Let’s exclude the technical aspects of marine electrolysis formation and concentrate on how it can be prevented. Of course it is important to understand this phenomenon, but our intention is provide the benchmarks that will assure success towards boat metal parts preservation.

Marine electrolysis can be avoided in most cases combining practical techniques, but most importantly through monitoring. Underwater monitoring and anode replacement is not enough; complementary external and internal boat inspections are essential to have all your bases covered.

To do so it is necessary to separate actions in both elements: “Marine Electrolysis Prevention above deck” and “Marine Electrolysis Prevention below deck.”

Marine electrolysis prevention tips – Above deck

Internal Bonding wire Make sure that bonded through-hulls, underwater lights, trim tabs and other boat parts remain properly connected and the wires are in good shape. Perform inspections carefully and regularly. Search for power cords in contact with the water around your boat and make sure to pull them out if so.

Meet your neighbors; find out if their boat metal parts are electrolysis-free and if they are well maintained vessels.

Using a Galvanic Isolator is a great way to isolate your vessel from others; blocking low voltage DC currents coming on board your boat through the shore power ground wire. Just make sure that the selected equipment meets the ABYC (American Boat & Yacht Council) specifications.

Marine electrolysis prevention tips – Below deck

electrolysis It is important to understand that different marinas, docks and slips create particular electrolysis environments and boat metal parts are affected differently. It is almost impossible to establish a pattern when measuring marine electrolysis. Each case should be taken on an individual basis.

Underwater zinc monitoring is King when it comes to electrolysis prevention.

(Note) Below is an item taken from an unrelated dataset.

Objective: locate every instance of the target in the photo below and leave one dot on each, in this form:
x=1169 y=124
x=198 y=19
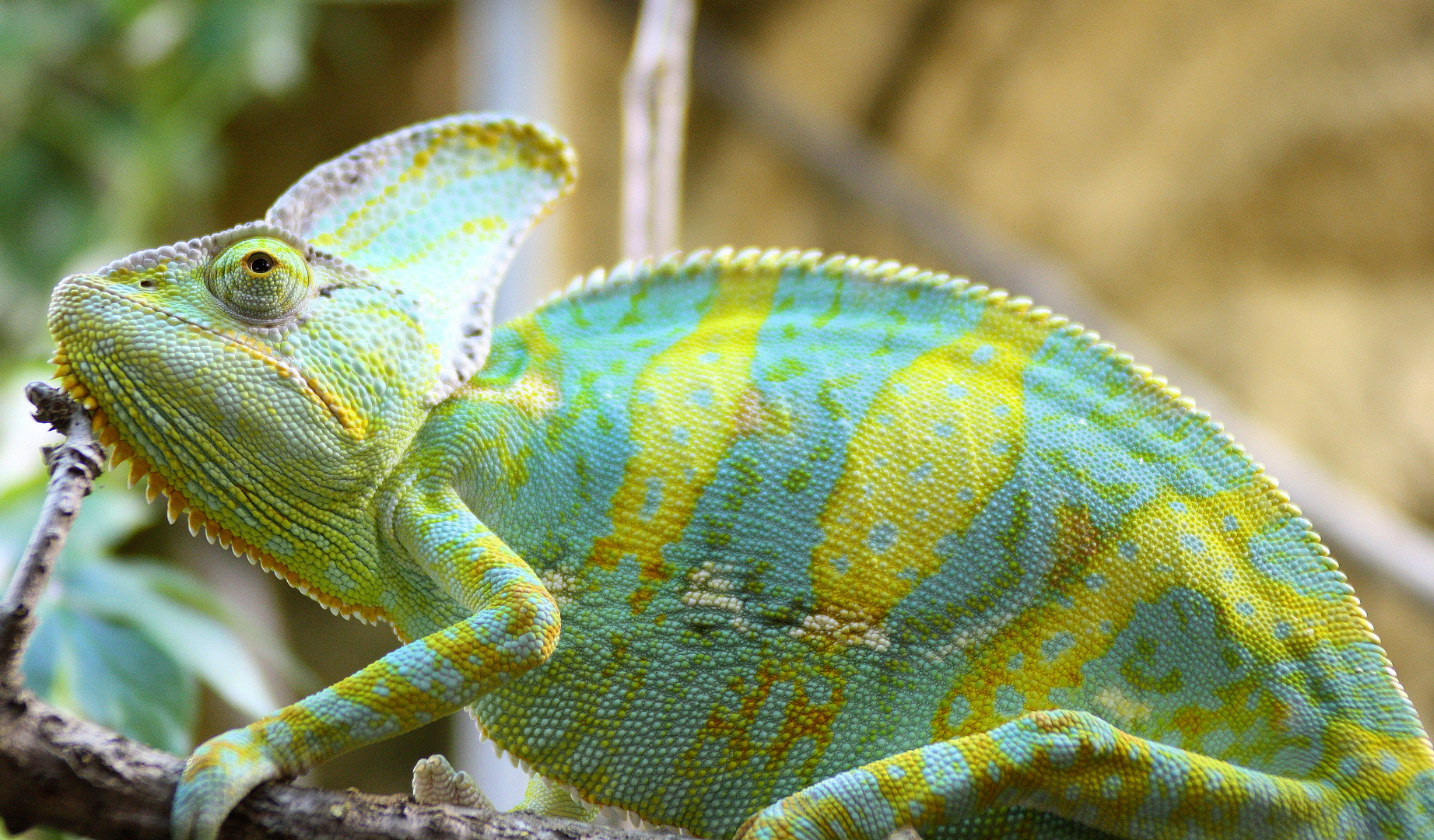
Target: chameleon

Zinc monitoring involves a meticulous evaluation of each zinc: mass, installation and electrolysis reaction.

It is recommended to replace zincs at 50%.

Zincs must be brushed during the hull cleaning visit to determine how much zinc life is left.

The contact between metals (zinc/boat metal part) must be spotlessly clean.

Maintain original manufacturer zinc configuration, do not overload the system.

Make sure your diver understands the basics of the process.

Technical aspects of Corrosion:

“The destruction of a metal or alloy by chemical or electrochemical reaction with its environment.”

It is fairly difficult to glance at a failed metal boat part and tell immediately what caused that particular failure. Most likely the failure was caused by a combination of reasons, including wrong choice of alloy by the manufacturer, manufacturing error, such as overheating, contamination or wrong coating, error in application by the boat builder, water velocity, impurities, or pollution in the electrolyte (sea water), temperature, vibration, stress, crevice, galvanic or stray current corrosion.

Galvanic Corrosion:

A natural phenomenon is that two different connected metals immersed in sea water, or electrolyte, develop voltage and current. The metal that is most active electrically (more positive) will deteriorate while protecting the metal that is less positive. If both of these metals are important to us, we can attach another metal, more positive than the other two, which will deteriorate first and protect the more important metals. This sacrificial metal will erode, protecting the boat metal that is bonded to it and exposed to the same body of water.

Stray Current Corrosion (commonly called Electrolysis):

Stray current corrosion is similar to Galvanic Corrosion except that the voltage and current flow is created by an outside electrical source rather than spontaneously in nature, normally with much more force than galvanic action and can deteriorate our valuable boat metal in a very short period of time.

Mechanical Corrosion:

Turbulent water, high velocity water (especially at bends in cooler tubing), and silt laden water will all cause erosion of metals. Uneven velocity inside a tube or across metal surfaces of boats in tidal water or drifting will also cause erosion. Propellers have several special problems, in that they have large uneven surfaces exposed to tidal currents which causes temperature and electrical differences on different areas of surface, and also differences in voltage due to the different speed between the hub and blades. Besides balancing the shaft and propellers, bonding, using shaft straps and an anode system will normally keep propeller erosion to a minimum by evening out the voltage over the entire propeller surface.